In the current tutorial we will take a look at the splitters and batch iterators.

### Imports:

In [1]:
import numpy as np
import pandas as pd
import matplotlib.pyplot as plt
%matplotlib inline

# import deep pipe library
# how to install: https://github.com/neuro-ml/deep_pipe/blob/master/README.md
import dpipe

Import dataset:

In [3]:
from dpipe.dataset.brats import Brats2017

*The examples of the input arguments can be found at https://github.com/neuro-ml/deep_pipe/blob/master/config_examples/assets/data_source/.*

**Note:** We are using IITP machine with stored Brats dataset:
https://github.com/neuro-ml/deep_pipe/blob/master/config_examples/assets/data_source/iitp/brats.config

In [23]:
dataset = Brats2017(data_path = "/nmnt/t01-ssd/brats2017/train", metadata_rpath = "metadata.csv")

### I. Splitters

In [7]:
import dpipe.split.cv_111 as cv

### i) Standart train / val / test split: `cv_111` function

*(From docstrings)* Function **cv_111** splits the dataset's ids into triplets (train, validation, test).
    The test ids are determined as in the standard K-fold cross-validation setting:
    for each fold a different portion of 1/K ids is kept for testing.
    The remaining (K-1)/K ids are split into train and validation sets according to `val_size`.
    
**Returns: ** Sequence of triplets

In [24]:
splits = cv.cv_111(dataset, val_size=0.2, n_splits=4)
print('The number of splits: %d' % len(splits))

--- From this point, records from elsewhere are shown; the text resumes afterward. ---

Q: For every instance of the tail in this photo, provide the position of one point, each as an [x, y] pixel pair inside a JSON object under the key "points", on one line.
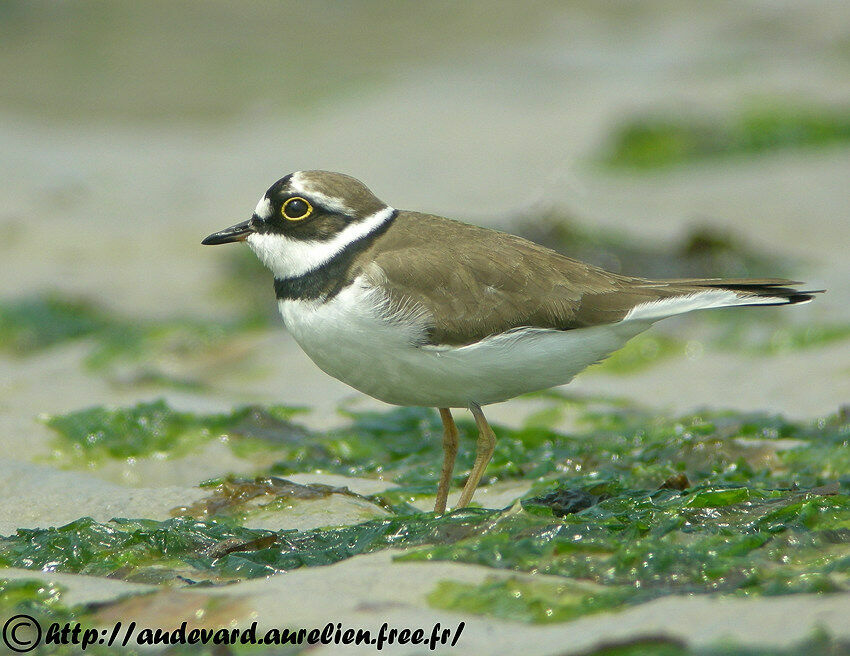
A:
{"points": [[679, 296]]}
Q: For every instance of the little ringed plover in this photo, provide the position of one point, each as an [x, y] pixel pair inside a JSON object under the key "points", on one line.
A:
{"points": [[418, 310]]}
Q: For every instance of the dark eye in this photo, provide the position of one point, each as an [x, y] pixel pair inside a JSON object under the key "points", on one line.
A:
{"points": [[296, 209]]}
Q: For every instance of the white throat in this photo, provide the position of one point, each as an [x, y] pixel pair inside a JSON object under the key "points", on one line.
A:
{"points": [[288, 258]]}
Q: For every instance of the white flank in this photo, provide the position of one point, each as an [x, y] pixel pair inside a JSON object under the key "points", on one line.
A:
{"points": [[711, 298], [287, 258], [264, 209], [351, 338], [300, 185]]}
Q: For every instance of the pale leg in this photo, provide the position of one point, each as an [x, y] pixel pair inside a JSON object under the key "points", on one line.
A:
{"points": [[486, 446], [449, 455]]}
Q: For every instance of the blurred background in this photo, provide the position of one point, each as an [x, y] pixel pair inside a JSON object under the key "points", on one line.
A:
{"points": [[654, 138]]}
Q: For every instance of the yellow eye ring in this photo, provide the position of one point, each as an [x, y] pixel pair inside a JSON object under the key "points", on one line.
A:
{"points": [[296, 209]]}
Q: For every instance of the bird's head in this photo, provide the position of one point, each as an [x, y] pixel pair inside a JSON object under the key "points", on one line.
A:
{"points": [[305, 219]]}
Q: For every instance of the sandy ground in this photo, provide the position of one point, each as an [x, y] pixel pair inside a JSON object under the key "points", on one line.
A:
{"points": [[115, 212]]}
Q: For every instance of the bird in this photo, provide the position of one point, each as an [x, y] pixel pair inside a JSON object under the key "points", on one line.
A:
{"points": [[415, 309]]}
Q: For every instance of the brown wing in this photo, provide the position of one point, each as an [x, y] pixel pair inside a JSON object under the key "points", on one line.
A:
{"points": [[470, 282]]}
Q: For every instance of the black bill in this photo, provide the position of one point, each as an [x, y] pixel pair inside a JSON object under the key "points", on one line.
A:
{"points": [[239, 232]]}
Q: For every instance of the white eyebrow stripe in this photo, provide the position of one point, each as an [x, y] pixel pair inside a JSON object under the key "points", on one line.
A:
{"points": [[299, 185], [289, 258], [263, 209]]}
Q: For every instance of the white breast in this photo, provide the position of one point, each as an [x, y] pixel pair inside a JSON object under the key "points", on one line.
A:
{"points": [[349, 338]]}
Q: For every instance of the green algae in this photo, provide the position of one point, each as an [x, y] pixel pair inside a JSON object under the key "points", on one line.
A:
{"points": [[629, 506], [611, 443], [33, 597], [525, 600], [637, 546], [149, 551], [654, 142], [87, 436], [34, 323], [239, 498], [820, 643]]}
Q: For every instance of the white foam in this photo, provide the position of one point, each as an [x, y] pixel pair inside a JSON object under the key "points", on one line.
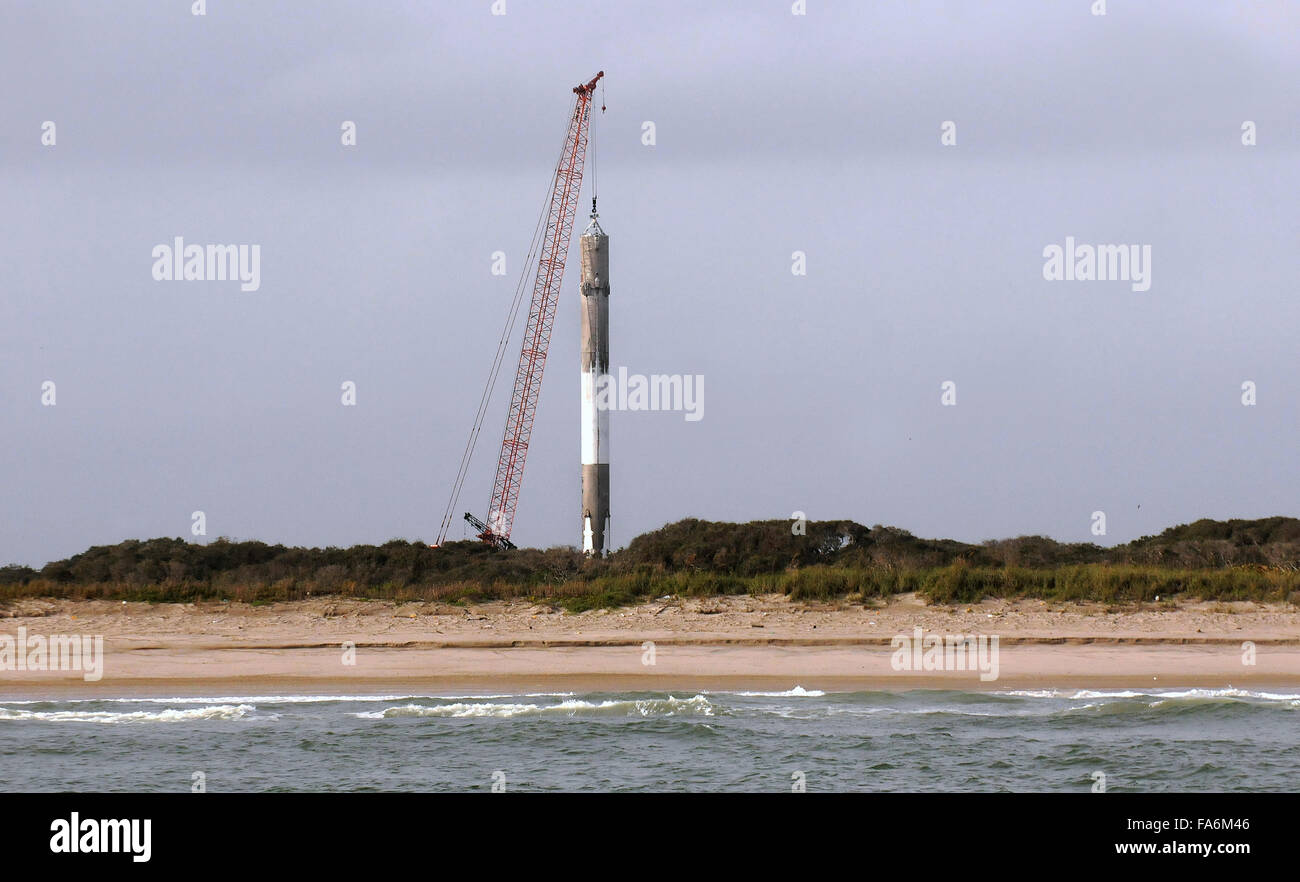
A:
{"points": [[570, 708], [797, 692], [168, 716]]}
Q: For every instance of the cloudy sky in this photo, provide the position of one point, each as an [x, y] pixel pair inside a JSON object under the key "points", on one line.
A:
{"points": [[774, 133]]}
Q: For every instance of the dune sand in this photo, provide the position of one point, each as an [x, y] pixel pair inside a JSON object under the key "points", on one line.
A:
{"points": [[757, 643]]}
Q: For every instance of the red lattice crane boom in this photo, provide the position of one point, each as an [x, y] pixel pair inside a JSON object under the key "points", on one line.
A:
{"points": [[557, 236]]}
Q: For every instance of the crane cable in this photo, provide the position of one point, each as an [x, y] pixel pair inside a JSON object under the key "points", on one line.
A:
{"points": [[502, 345]]}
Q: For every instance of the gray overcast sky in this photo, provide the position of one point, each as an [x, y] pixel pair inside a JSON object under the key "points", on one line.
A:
{"points": [[774, 133]]}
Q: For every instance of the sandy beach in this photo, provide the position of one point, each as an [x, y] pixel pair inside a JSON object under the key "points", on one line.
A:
{"points": [[697, 644]]}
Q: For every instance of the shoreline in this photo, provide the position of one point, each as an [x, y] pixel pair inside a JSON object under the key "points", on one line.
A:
{"points": [[707, 644]]}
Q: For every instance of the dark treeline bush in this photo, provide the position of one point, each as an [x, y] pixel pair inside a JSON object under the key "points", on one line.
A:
{"points": [[831, 558]]}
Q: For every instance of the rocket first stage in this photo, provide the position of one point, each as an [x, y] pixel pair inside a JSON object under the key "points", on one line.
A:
{"points": [[596, 364]]}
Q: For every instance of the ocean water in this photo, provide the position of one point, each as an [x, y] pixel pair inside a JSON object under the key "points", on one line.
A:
{"points": [[922, 740]]}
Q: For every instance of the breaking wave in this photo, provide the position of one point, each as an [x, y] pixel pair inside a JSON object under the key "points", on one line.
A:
{"points": [[670, 707], [167, 716]]}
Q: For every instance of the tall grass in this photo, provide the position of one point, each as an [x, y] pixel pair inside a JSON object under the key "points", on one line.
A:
{"points": [[957, 583]]}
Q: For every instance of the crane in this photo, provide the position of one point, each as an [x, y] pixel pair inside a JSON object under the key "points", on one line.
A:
{"points": [[554, 245]]}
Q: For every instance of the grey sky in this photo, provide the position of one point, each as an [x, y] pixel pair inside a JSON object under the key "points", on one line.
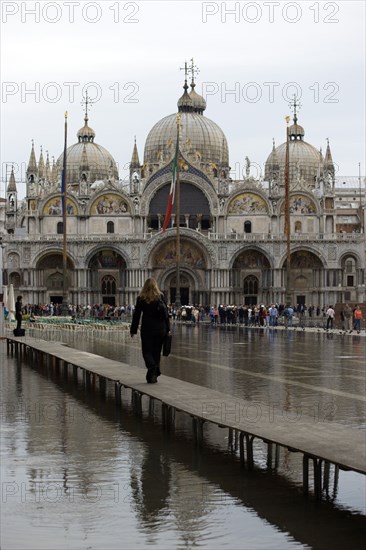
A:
{"points": [[248, 54]]}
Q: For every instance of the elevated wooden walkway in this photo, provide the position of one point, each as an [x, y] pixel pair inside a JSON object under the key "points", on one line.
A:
{"points": [[321, 441]]}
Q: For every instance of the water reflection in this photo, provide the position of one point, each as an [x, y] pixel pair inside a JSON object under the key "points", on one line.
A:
{"points": [[97, 478]]}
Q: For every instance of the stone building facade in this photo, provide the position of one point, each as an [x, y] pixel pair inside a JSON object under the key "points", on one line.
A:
{"points": [[232, 233]]}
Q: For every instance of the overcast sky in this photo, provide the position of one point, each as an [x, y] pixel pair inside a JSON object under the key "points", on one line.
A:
{"points": [[252, 58]]}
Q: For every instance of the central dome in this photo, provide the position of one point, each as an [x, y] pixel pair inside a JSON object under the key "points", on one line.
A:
{"points": [[201, 140]]}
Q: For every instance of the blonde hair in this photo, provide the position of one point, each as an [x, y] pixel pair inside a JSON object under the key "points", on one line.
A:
{"points": [[150, 292]]}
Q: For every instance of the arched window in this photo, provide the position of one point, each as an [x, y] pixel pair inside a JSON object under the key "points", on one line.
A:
{"points": [[250, 285], [247, 227], [349, 265], [108, 285]]}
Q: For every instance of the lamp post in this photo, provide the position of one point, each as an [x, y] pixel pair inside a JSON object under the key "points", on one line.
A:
{"points": [[65, 305], [361, 211]]}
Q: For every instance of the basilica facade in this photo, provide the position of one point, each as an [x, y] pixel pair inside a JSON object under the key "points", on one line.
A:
{"points": [[233, 246]]}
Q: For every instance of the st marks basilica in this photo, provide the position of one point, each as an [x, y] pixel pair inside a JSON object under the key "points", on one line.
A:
{"points": [[232, 233]]}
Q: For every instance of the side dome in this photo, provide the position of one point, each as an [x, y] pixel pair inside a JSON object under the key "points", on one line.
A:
{"points": [[201, 140], [89, 158], [304, 160]]}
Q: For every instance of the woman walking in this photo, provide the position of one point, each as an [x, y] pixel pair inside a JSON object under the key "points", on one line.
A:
{"points": [[155, 326]]}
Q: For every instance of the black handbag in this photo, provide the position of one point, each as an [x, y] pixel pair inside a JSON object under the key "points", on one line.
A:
{"points": [[167, 345]]}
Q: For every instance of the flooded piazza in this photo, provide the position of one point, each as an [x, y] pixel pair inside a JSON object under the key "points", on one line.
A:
{"points": [[79, 473]]}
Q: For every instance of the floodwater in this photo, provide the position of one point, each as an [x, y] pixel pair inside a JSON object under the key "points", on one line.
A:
{"points": [[78, 473]]}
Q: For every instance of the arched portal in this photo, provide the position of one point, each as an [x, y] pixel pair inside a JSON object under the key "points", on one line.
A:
{"points": [[51, 276], [194, 207], [192, 268], [306, 272], [107, 272], [251, 277]]}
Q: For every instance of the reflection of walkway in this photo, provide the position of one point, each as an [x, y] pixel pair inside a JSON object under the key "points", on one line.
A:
{"points": [[205, 474], [329, 442]]}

train, val, test = splits[0]

print('\nThe length of dataset: %d ' % len(dataset.ids))
print('The length of train set: %d' % len(train))
print('The length of val set: %d' % len(val))
print('The length of test set: %d' % len(test))

The number of splits: 4

The length of dataset: 285 
The length of train set: 170
The length of val set: 43
The length of test set: 72


### ii) Group train / val / test split: `group_cv_111` function

*(From docstrings)* Function **group_cv_111** splits the dataset's ids into triplets (train, validation, test) keeping all the objects from a group in the same set (either train, validation or test). The test ids are determined as in the standard K-fold cross-validation setting: for each fold a different portion of 1/K ids is kept for testing. The remaining (K-1)/K ids are split into train and validation sets according to `val_size`. The splitter guarantees that no objects belonging to the same group will end up in different sets.
    
**Returns: ** Sequence of triplets

**Note: ** Dataset must have a `group` property.

In [34]:
import dpipe.dataset.wrappers as wp

In [40]:
new_dataset = wp.add_groups_from_df(dataset, 'cancer_type')

In [43]:
splits = cv.group_cv_111(new_dataset, val_size=0.2, n_splits=4)
print('The number of splits: %d' % len(splits))

train, val, test = splits[0]

print('\nThe length of dataset: %d ' % len(dataset.ids))
print('The length of train set: %d' % len(train))
print('The length of val set: %d' % len(val))
print('The length of test set: %d' % len(test))

ValueError: Cannot have number of splits n_splits=4 greater than the number of samples: 2.